Um... can we not do that? The whole adding words to what people have said to paint them in a bad light thing? It isn't conducive to a mature and friendly discussion.
They were such comments on page 1. Maybe it was a little bit of sarcasm, but the jist of it is all there.
You don't want them to call you shallow - so try to do unto others as you would have them do unto you. Okay?
Grave error; I actually referred to myself as shallow on the first page of this thread. I think I'm also made it abundantly clear that I love the super-skinny chicks and am all over
Vogue putting waifs on their covers. In addition, I clearly have an enduring girlcrush on Elizabeth Taylor. I like looking at attractive people; I wouldn't base a friendship on how sexually attractive* the other person is; but the pursuit of a relationship? Partially.
Honestly, my feelings aren't hurt when one calls me shallow.
However, I do - like some of the posters here - believe comments about 'I'm not looking for someone I'm sexually attracted to and I don't expect my spouse to find me sexually appealing...' to be utter poppycock at best, and borderline masochistic at worst.
First, I have no idea who those people are. And I don't feel like googling them. Not everyone on this board is a pop-culture know it all.
I don't think it's out of line to expect the average person to have an
idea of who Serge Gainsbourg is, nor do I think knowing who he is makes one a master at Trivial Pursuit or a 'pop-culture know-it-all.' But, moving on.

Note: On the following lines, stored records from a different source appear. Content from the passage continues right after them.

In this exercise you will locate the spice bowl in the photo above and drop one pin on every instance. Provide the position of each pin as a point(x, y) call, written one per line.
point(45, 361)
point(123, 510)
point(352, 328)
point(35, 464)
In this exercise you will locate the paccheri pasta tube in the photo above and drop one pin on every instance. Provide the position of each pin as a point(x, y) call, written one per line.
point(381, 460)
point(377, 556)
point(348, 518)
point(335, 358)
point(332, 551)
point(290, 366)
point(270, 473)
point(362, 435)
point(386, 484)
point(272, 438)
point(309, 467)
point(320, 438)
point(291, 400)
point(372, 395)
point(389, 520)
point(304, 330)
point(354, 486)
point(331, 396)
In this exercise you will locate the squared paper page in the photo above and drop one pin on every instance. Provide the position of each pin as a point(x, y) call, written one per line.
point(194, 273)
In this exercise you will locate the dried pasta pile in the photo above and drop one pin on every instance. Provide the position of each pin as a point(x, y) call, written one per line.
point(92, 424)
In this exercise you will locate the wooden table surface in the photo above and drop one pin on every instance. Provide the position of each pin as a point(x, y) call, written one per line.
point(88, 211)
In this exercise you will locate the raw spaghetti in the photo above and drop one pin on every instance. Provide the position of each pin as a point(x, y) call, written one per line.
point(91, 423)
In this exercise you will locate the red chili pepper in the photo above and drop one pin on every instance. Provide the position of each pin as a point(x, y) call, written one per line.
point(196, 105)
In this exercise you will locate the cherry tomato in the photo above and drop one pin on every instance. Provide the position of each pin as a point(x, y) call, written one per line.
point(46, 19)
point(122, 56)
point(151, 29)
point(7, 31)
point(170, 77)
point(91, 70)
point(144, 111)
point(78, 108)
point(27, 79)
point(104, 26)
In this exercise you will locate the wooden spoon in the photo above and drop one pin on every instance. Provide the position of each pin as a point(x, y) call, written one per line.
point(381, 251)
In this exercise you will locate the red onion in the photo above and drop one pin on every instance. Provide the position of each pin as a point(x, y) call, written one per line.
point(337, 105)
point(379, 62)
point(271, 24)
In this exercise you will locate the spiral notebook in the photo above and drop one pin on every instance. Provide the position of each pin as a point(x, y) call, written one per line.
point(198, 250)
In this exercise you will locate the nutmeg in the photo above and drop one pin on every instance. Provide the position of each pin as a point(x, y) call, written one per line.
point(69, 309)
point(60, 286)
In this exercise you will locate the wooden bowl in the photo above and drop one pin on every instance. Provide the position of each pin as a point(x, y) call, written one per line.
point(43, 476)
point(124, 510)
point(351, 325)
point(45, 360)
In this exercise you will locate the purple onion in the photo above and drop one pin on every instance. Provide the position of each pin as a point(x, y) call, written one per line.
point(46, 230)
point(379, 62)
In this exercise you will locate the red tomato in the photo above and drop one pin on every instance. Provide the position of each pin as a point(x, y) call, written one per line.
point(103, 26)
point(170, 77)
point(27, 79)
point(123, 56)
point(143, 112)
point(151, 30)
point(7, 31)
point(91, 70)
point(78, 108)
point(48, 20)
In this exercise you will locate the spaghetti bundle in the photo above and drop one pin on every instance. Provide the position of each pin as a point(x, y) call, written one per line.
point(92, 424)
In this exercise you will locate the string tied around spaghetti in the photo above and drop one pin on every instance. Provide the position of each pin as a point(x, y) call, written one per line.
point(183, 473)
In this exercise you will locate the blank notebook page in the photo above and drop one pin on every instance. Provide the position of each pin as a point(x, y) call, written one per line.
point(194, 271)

Good. I don't think anyone has said that anyone has said that. (And no, that sentence does not contain a typo).
Mine did though, a fact of which I'm embarrased about.
I think that what some people have said is that they believe sexual attraction can be based on non-physical attraction and is for them. So while I may not find Joe Bob to be all that attractive physically, I may still have a desire for him because of the attraction to his personality.
I'm not saying that I think it's all that common, nor am I saying that it is for everyone... just that it does happen.
I don't disagree with either point.
So if someone answers the question in the OP with a "yes" there's no real reason to believe that person is fooling him/herself or just trying to appear super-virtuous.
I don't see what saying 'I'm don't notice looks' proves other than one is a) perhaps lying to themselves or b) very virtuous, in which case, congrats. But one pretending that they don't notice when someone physically attractive passes by seems again, like utter poppycock. I'm thrilled again if they don't steal a second glance, but I think most find this situation highly unlikely.
*assuming sex appeal is based 50% on what one has got, and 50% what everyone else thinks you've got.